- Northern Lights band 1996. L-R Taylor Armerding, Mike Kropp, Jeff Horton, Bill Henry, Jake Armerding

Background information
- Origin: New England, United States
- Genres: Progressive bluegrass;
- Years active: 1975–77, 1982–2010
- Labels: Revonah, Red House Records, Flying Fish, Prime CD Records, Fifty Fifty Music
- Past members: Dan Marcus Bill Henry Taylor Armerding Jake Armerding Mike Kropp Alison Brown Bob Emery Jeff Horton Oz Barron Richard Hand Joe Walsh Chris Miles Dave Dick Ben Demerath John Daniel Mike Barnett Eric Robertson Alex MacLeod

= Northern Lights (bluegrass band) =

American progressive bluegrass band

Northern Lights was an American progressive bluegrass band formed in 1975 in New England, whose musical career spanned more than three decades. Known for a progressive style of bluegrass playing, the band went through a number of line-up changes through the years and included such personalities as banjoist Alison Brown and multiinstrumentalist Jake Armerding, son of founding member and mandolinist Taylor Armerding, who started playing with the band full-time aged 14, but played occasionally when he was 12. As of 2009, there was no founding member left in the group. Guitarist Bill Henry, who joined the band in 1982, assumed the leadership role and Northern Lights continued to play without interruption as a quintet, consisting of two generation of musicians - Bill Henry, John Daniel and Alex MacLeod as well as young players Eric Robertson and Mike Barnett.
The band issued 10 studio recordings and 1 live recording with Vassar Clements, most of which have gone out of print. From 1990's "Take You to the Sky," to the final album One Day (Fifty-Fifty Music), the band fused an eclectic mix of traditional roots music, rock, country, soul and gospel with the high, lonesome vocal sound and instruments of bluegrass. Three of their records also reached the top ten of Bluegrass Unlimited's National Bluegrass Survey.

==History==
The Northern Lights began in 1975, when Bob Emery, Marty Sachs and Dan Marcus asked mandolinist Taylor Armerding to join them in their progressive bluegrass efforts. This line-up recorded their first, self-titled album in 1976; however, the group split in 1977. After five years, they re-formed again; at the urging of Joe Val, Taylor contacted Alison Brown. She remained in the Northern Lights lineup for the next two years.
After Alison moved back to California in 1986, banjoist Mike Kropp took her spot to remain with the band for the next 17 years. Around this time, the band started to enjoy more recognition as a strong progressive bluegrass band, playing in different festivals together with well-known artists such as Tony Rice, Mark O'Connor, Jerry Douglas and Peter Rowan. This would help the band to sign with Flying Fish Records and record their next three CD's under this label.

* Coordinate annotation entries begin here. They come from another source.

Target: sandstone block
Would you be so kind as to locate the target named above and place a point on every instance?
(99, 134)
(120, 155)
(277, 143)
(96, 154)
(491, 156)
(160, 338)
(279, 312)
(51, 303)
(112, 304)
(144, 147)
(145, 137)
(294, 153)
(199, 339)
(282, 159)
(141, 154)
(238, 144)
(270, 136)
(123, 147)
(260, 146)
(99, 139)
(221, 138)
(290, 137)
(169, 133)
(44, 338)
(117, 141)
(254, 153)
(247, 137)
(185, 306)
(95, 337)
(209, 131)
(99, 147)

For part of its history Northern Lights performed as a quartet and hired guest fiddlers such as Alison Krauss, Matt Glaser or Vassar Clements for recording sessions. Jake Armerding started to play with the band occasionally at the age of 12 (in 1990), joining the band full-time 2 years later. The band recorded their two highly acclaimed records with Jake, Wrong Highway Blues in 1994 and Living in the City in 1996. A review of Living in the City in the Toronto Star labeled the group "the finest of modern bluegrass groups". Jake left in 1999 to pursue his own music; Mike Kropp left in 2000 and Taylor Armerding left in 2003. These were the most significant changes to the band line-up to date. Bill Henry took over the lead role and the band recorded New Moon and their last album, One Day in 2008.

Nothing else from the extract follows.